In our case of pacman, the parts of pacman’s face that make up his mouth will have high RMSFs because the mouth in constant motion, but the parts making up the rest of his head would maintain consistently low RMSFs.

Create a Jupyter Notebook for Analysis

Let’s set up a brand new jupyter notebook for your RMSD & RMSF calculations that you can use for all your analyses moving forward.

Generate the Notebook

  1. Navigate to your scratch directory and start up a jupyter notebook by running the following commands in your terminal:

     module load anaconda

This should launch a browser opening into the Jupyter Notebook interface. The URL will look something like: localhost:8888/tree. This is the working directory.

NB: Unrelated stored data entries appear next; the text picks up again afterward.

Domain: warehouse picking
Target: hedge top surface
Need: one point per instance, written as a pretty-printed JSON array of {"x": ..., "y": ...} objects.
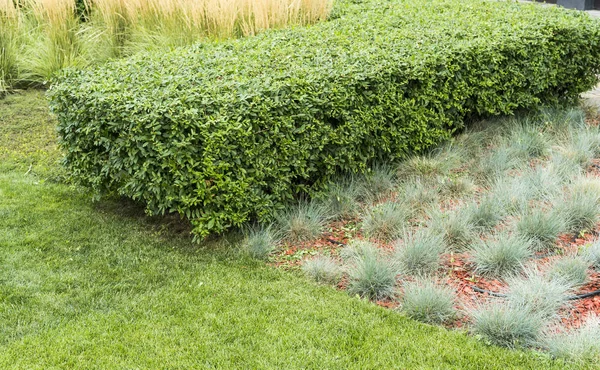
[
  {"x": 414, "y": 32},
  {"x": 228, "y": 131}
]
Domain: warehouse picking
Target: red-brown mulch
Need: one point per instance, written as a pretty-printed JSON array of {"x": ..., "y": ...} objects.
[{"x": 457, "y": 271}]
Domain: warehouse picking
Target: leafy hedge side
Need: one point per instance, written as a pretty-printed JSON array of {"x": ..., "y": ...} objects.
[{"x": 231, "y": 131}]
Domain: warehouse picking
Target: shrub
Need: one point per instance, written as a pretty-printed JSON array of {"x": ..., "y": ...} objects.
[
  {"x": 322, "y": 269},
  {"x": 428, "y": 302},
  {"x": 227, "y": 132},
  {"x": 536, "y": 294},
  {"x": 259, "y": 241},
  {"x": 507, "y": 325},
  {"x": 386, "y": 221},
  {"x": 581, "y": 345},
  {"x": 501, "y": 255},
  {"x": 303, "y": 223},
  {"x": 372, "y": 274},
  {"x": 570, "y": 270},
  {"x": 541, "y": 228},
  {"x": 419, "y": 253}
]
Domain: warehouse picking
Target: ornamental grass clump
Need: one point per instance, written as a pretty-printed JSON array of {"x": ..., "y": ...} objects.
[
  {"x": 537, "y": 294},
  {"x": 485, "y": 215},
  {"x": 579, "y": 345},
  {"x": 507, "y": 325},
  {"x": 304, "y": 222},
  {"x": 9, "y": 47},
  {"x": 322, "y": 269},
  {"x": 260, "y": 241},
  {"x": 541, "y": 228},
  {"x": 386, "y": 221},
  {"x": 527, "y": 141},
  {"x": 341, "y": 199},
  {"x": 428, "y": 302},
  {"x": 456, "y": 230},
  {"x": 570, "y": 270},
  {"x": 372, "y": 274},
  {"x": 419, "y": 253},
  {"x": 379, "y": 183},
  {"x": 56, "y": 40},
  {"x": 501, "y": 255},
  {"x": 229, "y": 131},
  {"x": 592, "y": 254},
  {"x": 581, "y": 211}
]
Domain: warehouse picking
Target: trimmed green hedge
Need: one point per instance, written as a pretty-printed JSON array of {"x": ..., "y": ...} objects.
[{"x": 231, "y": 131}]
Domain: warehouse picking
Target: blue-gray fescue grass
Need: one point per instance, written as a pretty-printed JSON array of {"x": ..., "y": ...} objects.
[
  {"x": 580, "y": 345},
  {"x": 260, "y": 241},
  {"x": 379, "y": 183},
  {"x": 419, "y": 253},
  {"x": 304, "y": 222},
  {"x": 341, "y": 198},
  {"x": 537, "y": 294},
  {"x": 485, "y": 215},
  {"x": 322, "y": 269},
  {"x": 456, "y": 230},
  {"x": 428, "y": 302},
  {"x": 386, "y": 221},
  {"x": 581, "y": 211},
  {"x": 372, "y": 273},
  {"x": 501, "y": 255},
  {"x": 571, "y": 270},
  {"x": 541, "y": 228},
  {"x": 592, "y": 254},
  {"x": 507, "y": 325}
]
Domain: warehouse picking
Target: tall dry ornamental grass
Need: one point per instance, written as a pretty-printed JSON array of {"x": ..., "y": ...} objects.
[
  {"x": 9, "y": 28},
  {"x": 40, "y": 37}
]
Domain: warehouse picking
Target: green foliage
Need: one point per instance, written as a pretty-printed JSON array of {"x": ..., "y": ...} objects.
[
  {"x": 541, "y": 228},
  {"x": 372, "y": 274},
  {"x": 322, "y": 269},
  {"x": 386, "y": 221},
  {"x": 571, "y": 270},
  {"x": 419, "y": 253},
  {"x": 501, "y": 255},
  {"x": 227, "y": 132},
  {"x": 259, "y": 242},
  {"x": 302, "y": 223},
  {"x": 428, "y": 302},
  {"x": 507, "y": 325}
]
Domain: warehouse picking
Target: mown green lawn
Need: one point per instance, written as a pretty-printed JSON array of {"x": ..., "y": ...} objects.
[{"x": 98, "y": 285}]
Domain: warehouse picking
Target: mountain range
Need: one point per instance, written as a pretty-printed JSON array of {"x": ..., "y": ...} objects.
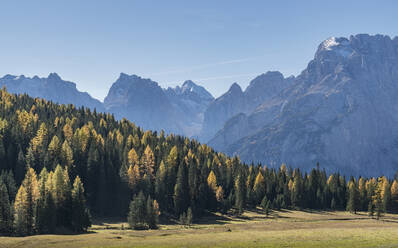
[{"x": 341, "y": 111}]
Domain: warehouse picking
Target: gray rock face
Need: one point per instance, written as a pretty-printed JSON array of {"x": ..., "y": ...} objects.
[
  {"x": 176, "y": 110},
  {"x": 52, "y": 88},
  {"x": 190, "y": 102},
  {"x": 342, "y": 111},
  {"x": 143, "y": 102},
  {"x": 236, "y": 102}
]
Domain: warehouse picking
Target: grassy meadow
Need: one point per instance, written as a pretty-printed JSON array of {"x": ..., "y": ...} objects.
[{"x": 253, "y": 229}]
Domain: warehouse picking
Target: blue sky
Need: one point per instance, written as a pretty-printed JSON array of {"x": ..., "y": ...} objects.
[{"x": 214, "y": 43}]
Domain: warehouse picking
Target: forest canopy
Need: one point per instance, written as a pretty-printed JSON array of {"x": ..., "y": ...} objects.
[{"x": 59, "y": 163}]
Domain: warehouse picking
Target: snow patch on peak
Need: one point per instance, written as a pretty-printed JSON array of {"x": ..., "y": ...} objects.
[
  {"x": 329, "y": 43},
  {"x": 332, "y": 42},
  {"x": 340, "y": 46}
]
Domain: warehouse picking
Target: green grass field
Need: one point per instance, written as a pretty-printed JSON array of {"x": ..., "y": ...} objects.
[{"x": 281, "y": 229}]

  1. Create a new notebook by selecting “New” from the Files tab and then selectiong “Python 3” Notebook.

    New > Python 3

This should immediately open up a new ‘Untitled’ notebook in a new window or tab. Name the notebook ‘RMSD_RMSF_Analaysis.’

Import Necessary Modules

  1. To do our analysis, we will need to import some useful (and, hopefully, familar!) python libraries. In the first code block, write and run:

     import numpy as np
     import mdtraj as md
     import matplotlib.pyplot as plt
     %matplotlib inline

Load Training Data

We can’t do any analysis unless we’ve got data to analyze! Your training set data is located in keck2’s /scratch/bcc2018_trajectories/${BCCID}, where ${BCCID} is the name of the BCCID for your training file.

  1. Cd into your trajectory folder and take a look around. You should find a topology file *.prmtop and three replicate trajectory folders named md1, md2, and md3. Inside each of these md files you will find the trajectory file, *.nc.

  2. In your jupyter notebook, load the data you wish to inspect. It may be helpful for you to create a BCCID variable, as well as a filedir variable for easier coding.

     BCCID = #your BCCID
     filedir = '/scratch/bcc2018_trajectories/'+BCCID+'/'
     traj1 = md.load(filedir+'md1/'+BCCID+'', top=filedir+BCCID+'.prmtop')
     traj2 = md.load(filedir+'md2/'+BCCID+'', top=filedir+BCCID+'.prmtop')
     traj3 = md.load(filedir+'md3/'+BCCID+'', top=filedir+BCCID+'.prmtop')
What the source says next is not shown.